When I was a young woman of 22, I woke up one day and couldn’t get out of bed. I had been tired and a bit ‘off’ for about a week but it was my honours year at university and everyone was stressed out, I’d been working out at the gym probably too much, and had relationship troubles…so, probably nothing I thought. But this wasn’t nothing. My right leg wouldn’t work, wouldn’t move, and neither would my right arm. In fact my whole right side didn’t seem to be mine anymore. Scared doesn’t even describe what I was feeling.

Friends called my parents and soon I was in a hospital in Toronto, taken for an MRI and assigned the Head of the Neurology Department as my doctor. An infection had somehow crossed over the blood-brain barrier (not supposed to happen!) and attacked the myelin sheath in my brainstem on the left side, in the area that controlled motor and sensory on the right side of my body. Myelin transfers the messages along the nerves (think insulation on a wire to help transmit the electrical signals) and suddenly there was a break in the track, and the communication was lost. The MRI showed an area of demyelination the size of a quarter… boom! Messages from my brain to move my right side weren’t getting through, and messages from this side of my body weren’t getting through to my brain. So I couldn’t move my arm, hand, leg, foot – and I couldn’t feel anything on that side either. I remember the doctors taking a pin of some sort and drawing a line across my stomach…feel it, feel it, feel it, and then nothing. It was like there was a dividing line in the middle of my body and once it was crossed, sensation was gone. Luckily, and I say this with all honesty, nothing above my shoulders was affected so I could talk and my facial muscles were normal.
I had to relearn so many things – to walk, to write, to brush my teeth. Nothing was easy…but anything was possible. Why think that way? Because thinking any other way wasn’t an option. I did all the exercises and more, relentlessly. I worked on my mindset, started journaling, had touch-therapy, and started taking better care of myself. I was angry and sad…and then determined, and then grateful for every baby step.
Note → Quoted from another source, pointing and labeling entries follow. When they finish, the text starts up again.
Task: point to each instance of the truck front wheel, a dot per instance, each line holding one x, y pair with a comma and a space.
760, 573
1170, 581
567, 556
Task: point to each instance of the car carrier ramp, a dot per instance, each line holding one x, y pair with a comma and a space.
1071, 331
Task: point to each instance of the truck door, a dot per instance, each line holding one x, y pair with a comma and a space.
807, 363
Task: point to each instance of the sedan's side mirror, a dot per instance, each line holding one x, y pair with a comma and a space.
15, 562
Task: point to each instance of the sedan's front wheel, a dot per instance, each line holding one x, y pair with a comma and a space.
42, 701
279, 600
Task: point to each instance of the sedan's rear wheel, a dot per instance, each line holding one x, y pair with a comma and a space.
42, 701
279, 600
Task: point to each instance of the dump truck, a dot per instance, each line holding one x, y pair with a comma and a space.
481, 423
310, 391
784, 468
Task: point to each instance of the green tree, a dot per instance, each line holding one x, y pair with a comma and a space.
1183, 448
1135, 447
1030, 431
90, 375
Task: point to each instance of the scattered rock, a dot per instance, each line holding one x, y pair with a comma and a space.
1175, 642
Today, twenty years later, at 42 no one would ever guess that this happened. I am a happy, physically fit, healthy woman who can (mostly!) keep up with our two active boys. Sometimes my right leg doesn’t ‘listen’ to me when I’m skiing, or doing a balancing pose in yoga – but hey, I’m skiing and doing yoga!

These twenty years later, I have decided to share this experience because I what I learned can help other people going through challenges with their own bodies and health (and mind, and spirit!). To share what I think this dis-ease was trying to teach me. And to share what I did, unconsciously at the time, that helped with my recovery – and that I now teach to people for application in all different areas of their lives. Your body is an instrument of the mind – and our minds are powerful and can do miraculous things!

I hope you aren’t going through any sort of health crisis right now in your own life, but if you are – Never Give Up! See yourself strong and healthy doing what you love to do on the screen of your mind. Use words that resonate with health, not illness. Write about yourself in the first person as a strong and healthy person. And know it is possible.